Add sesame seeds to a heavy-bottomed pan.
Dry roast sesame seeds on a medium flame until light brown and fragrant. It will take 2-3 minutes over medium heat.
Remove from heat and set aside.
Add peanuts to the same pan. Roast the peanuts for 3-4 minutes over medium heat.
During dry roasting, you can hear the skin crackle, and it will start to fall off the peanuts. Take it off the heat.
Allow it to cool. Once comfortable to touch, rub the peanuts in between your palms to get rid of their skin.
Transfer it to a fine mesh strainer and shake off the skin.
Transfer the husked peanuts to a food processor.
Grind them until it resembles a coarse meal. Remove the crushed peanuts and set them aside.
Now add sesame seeds to the food processor.
Ground them into a fine powder.
Combine ghee and jaggery powder in a pan.
Mix it well.
Add water and mix until well blended.
Soon the jaggery will start to boil.
We are not looking for the softball stage; just bring the jaggery, ghee, and water mix to a boil.

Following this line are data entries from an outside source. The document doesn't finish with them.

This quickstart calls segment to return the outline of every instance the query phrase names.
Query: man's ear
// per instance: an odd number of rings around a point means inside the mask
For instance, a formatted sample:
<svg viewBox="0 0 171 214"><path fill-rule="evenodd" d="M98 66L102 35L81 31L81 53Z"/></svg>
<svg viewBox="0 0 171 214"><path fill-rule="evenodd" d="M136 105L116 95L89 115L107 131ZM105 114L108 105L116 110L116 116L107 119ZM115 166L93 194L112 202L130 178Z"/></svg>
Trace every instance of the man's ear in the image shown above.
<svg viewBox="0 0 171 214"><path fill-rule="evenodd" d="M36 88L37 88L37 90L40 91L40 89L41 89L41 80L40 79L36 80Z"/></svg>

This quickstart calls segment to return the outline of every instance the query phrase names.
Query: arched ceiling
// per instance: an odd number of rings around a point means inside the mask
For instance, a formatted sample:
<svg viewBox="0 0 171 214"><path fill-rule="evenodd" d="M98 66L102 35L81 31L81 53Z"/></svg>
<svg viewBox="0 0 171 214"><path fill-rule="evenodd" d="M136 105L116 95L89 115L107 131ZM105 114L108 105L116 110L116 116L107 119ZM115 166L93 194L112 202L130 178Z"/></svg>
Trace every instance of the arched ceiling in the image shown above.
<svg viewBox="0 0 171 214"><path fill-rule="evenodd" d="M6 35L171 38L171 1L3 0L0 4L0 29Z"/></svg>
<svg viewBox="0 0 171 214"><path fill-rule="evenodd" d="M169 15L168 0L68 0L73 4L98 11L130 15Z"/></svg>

Lower the heat and add the crushed peanuts and sesame seeds to the boiling jaggery.
Using a spatula blend the two together.
Add milk powder.
Mix it well until the jaggery is thoroughly combined with other ingredients and forms a homogeneous mixture. Take it off the flame and set it aside.

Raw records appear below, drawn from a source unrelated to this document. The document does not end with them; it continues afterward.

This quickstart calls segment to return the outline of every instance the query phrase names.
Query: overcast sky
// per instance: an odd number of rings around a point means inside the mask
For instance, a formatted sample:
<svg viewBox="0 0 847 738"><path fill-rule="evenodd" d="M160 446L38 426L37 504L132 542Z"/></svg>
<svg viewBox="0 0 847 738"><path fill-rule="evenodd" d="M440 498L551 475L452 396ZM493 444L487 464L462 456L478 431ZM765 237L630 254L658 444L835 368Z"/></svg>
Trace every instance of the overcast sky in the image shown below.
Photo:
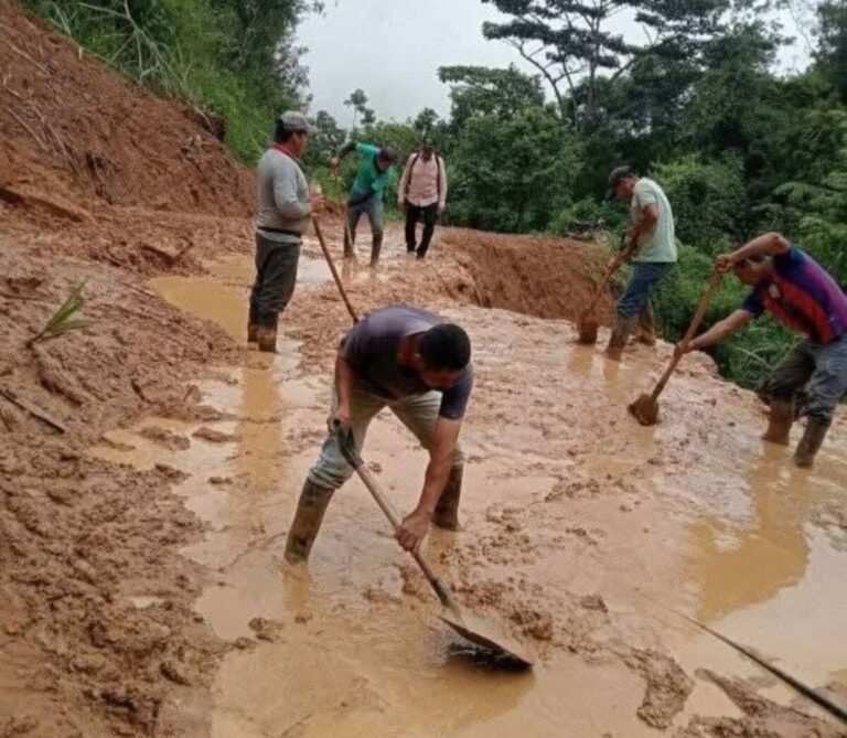
<svg viewBox="0 0 847 738"><path fill-rule="evenodd" d="M439 66L515 63L532 71L511 46L483 38L483 22L502 18L481 0L325 0L325 12L308 17L299 31L309 49L312 113L328 110L349 127L343 101L361 87L379 119L404 120L425 107L447 114ZM626 19L619 28L628 31ZM800 45L781 57L783 67L804 63Z"/></svg>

Line a tray with parchment paper and grease it well.
Transfer the sukhadi mixture to the greased tray.
Using a spatula, spread it around into a thick burfi. As you spread, press and pack the sukhadi mixture down firmly. The pressed mixture will look like a thick block. Smoothen the top layer and edges with the spatula.
Garnish the Til peanut sukhadi with pistachios, dried edible rose petals, and silvered almonds. Allow the sukhadi to set for an hour at room temperature.
Once set, remove the Sukhadi from the tray.
Cut the sukhadi into the desired shape.
Serve and enjoy a rich, creamy, decadent dessert with the nutty flavor of peanut and sesame seeds in every bite.